Lors de ma première mission, à l’orphelinat, j’avais la possibilité de réaliser plusieurs tâches. Je pouvais m’occuper des bébés, changer leur couches, les faire manger, les laver, je pouvais également aider en cuisine et au service. En tant que volontaire, je pouvais aussi organiser des activités d’éveil et de récréation pour les jeunes enfants, comme le coloriage, la lecture d’histoires, ou simplement des jeux que nous inventions. Il est impératif de prendre des initiatives pour rendre l’expérience enrichissante. J’ai donc eu l’idée d’organiser des cours de chanson française avec une classe qui correspondrait au CE2. Je suis persuadée qu’ils n’oublieront jamais la gentille Alouette. Je ne savais d’abord pas comment me comporter avec ces petits si différents de ceux que nous connaissons. Puis, avec les jours, c’est devenu évident. Certains d’entre eux sont devenus très proches de moi et les quitter pour d’autres faisant partie d’un autre projet m’a bouleversée.

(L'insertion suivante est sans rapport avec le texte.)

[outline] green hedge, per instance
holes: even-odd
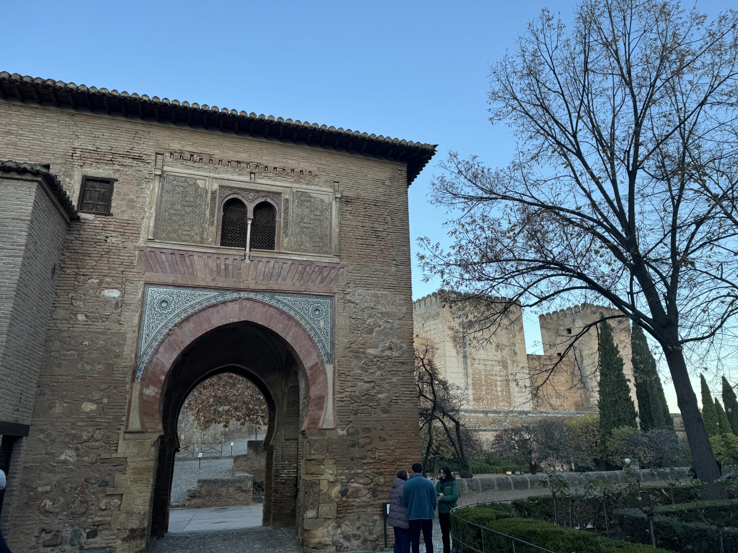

Lors de ma seconde mission, j’ai dû enseigner les bases de l’anglais et des maths à des enfants trop pauvres pour obtenir une éducation dans une école normale. J’ai littéralement adhéré au centre, aux personnes qui le rendent opérationnel au quotidien ainsi qu’aux petits élèves qui le remplissent. Les soucis que j’ai pu rencontrer n’étaient que langagiers. C’est parfois difficile de fournir une explication compréhensive quant à la façon de multiplier lorsqu’on a un vocabulaire déficient. Malgré cela, c’est avec cette expérience que je me suis le plus épanouie, je remercie cent fois Projects Abroad de m’avoir placée dans ce centre-ci. Entreprenant moi-même une carrière en tant que professeur des écoles, cette mission m’a permis d’ouvrir les yeux sur la difficulté du travail mais aussi d’affermir ma volonté de le pratiquer. Mon départ approchant, j’ai eu la vive envie de poursuivre ma collaboration avec cet établissement qui m’avait tant apporté. J’ai décidé d’en être la représentante française et de parrainer deux enfants auxquels je m’étais particulièrement attachée et qui me manquent actuellement terriblement.

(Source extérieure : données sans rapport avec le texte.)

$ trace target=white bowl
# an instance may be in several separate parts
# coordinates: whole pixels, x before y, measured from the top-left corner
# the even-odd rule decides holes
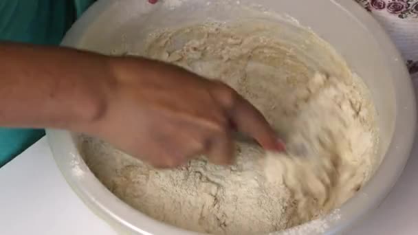
[[[168,1],[152,5],[145,0],[101,0],[74,24],[63,45],[103,52],[116,41],[126,39],[125,37],[144,36],[139,33],[138,23],[157,21],[155,16],[162,10],[165,10],[164,19],[160,19],[162,26],[174,26],[214,14],[217,19],[230,18],[228,13],[233,12],[234,4],[254,2],[230,1],[230,9],[218,10],[205,7],[208,2],[217,1],[172,1],[172,3],[182,5],[171,10],[170,7],[176,5],[169,5]],[[416,120],[409,74],[388,35],[353,0],[258,0],[256,3],[258,8],[289,15],[309,27],[342,56],[371,91],[380,132],[378,155],[382,160],[379,168],[366,185],[338,209],[338,219],[335,216],[326,216],[301,225],[298,230],[309,234],[341,232],[382,203],[405,166]],[[195,234],[152,219],[114,196],[84,163],[72,133],[47,130],[47,135],[57,164],[69,185],[93,211],[118,231],[140,234]],[[320,225],[320,229],[315,223]]]

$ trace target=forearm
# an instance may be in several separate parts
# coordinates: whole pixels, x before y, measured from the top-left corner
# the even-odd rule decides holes
[[[80,131],[106,111],[107,63],[92,53],[0,43],[0,126]]]

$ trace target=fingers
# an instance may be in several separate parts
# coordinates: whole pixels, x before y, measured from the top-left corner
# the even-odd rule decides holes
[[[234,163],[234,142],[229,131],[214,137],[208,144],[206,156],[217,165],[229,165]]]
[[[283,142],[259,111],[229,86],[221,82],[214,85],[212,95],[226,111],[236,131],[252,137],[266,150],[285,150]]]
[[[261,113],[240,97],[230,113],[239,131],[252,136],[266,150],[280,150],[276,132]]]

Vivre au Ghana peut paraître difficile à certains égards mais une fois dépassées les appréhensions et les barrières culturelles, cela devient juste immanquable. Je m’y suis professionnellement, personnellement et humainement épanouie, les premiers acteurs de mon évolution restant les enfants. Je leur vouerai une admiration éternelle. Leurs sourires et leur sincérité sont les lames les plus aiguisées capables d’atteindre le cœur d’un être humain. Ca vous transperce une âme. En face d’eux, c’était moi l’enfant, celui qui n’avait jamais réalisé qu’il avait été gâté par une société égoïste. Cet enfant qui était en moi a alors pris une belle leçon d’humanité.

Lors de mon départ pour la France, je ne réalisais rien. Les adieux ont été difficiles, j’avais l’impression d’abandonner un projet pour lequel je vivais à cette période. Je me suis rendue compte que je n’avais jamais vraiment imaginé une vie après mon séjour au Ghana. Je suis revenue, j’ai retrouvé ma famille adorée, ainsi que le sol français. Mais je n’étais pas vraiment heureuse. Ce retour aux sources m’a paralysée deux mois durant. Je n’avais pas prévu un choc culturel inversé si intense et même si l’on m’avait prévenu de son éventuelle violence, je l’ai reçu en pleine face. Il est bien plus difficile à gérer que le premier, celui que vous vivez lors de votre arrivée en pays inconnu.

Maintenant tout va mieux, j’ai retrouvé mes proches, j’ai de nouveaux projets, je m’apprête à retourner à l’école, mais rien ne remplacera cette Afrique qui a constitué selon moi l’école de la vie, l’école de ma vie. J’ai énormément mûri, je sais désormais qui je suis, qui je veux devenir, où je vais et pourquoi. Je suis surtout très heureuse de pouvoir poursuivre mon engagement humanitaire avec ce Ghana qui m’a formée, qui me manque et que je reverrai plus que certainement.

Puisque je dois terminer, je dirais que j’ai traversé en terre africaine autant de hauts épanouissants que de bas constructifs, le tout formant un condensé de vie exceptionnel... en ajoutant à cela que ce qui a été le plus difficile dans cette aventure, c’était d’en revenir.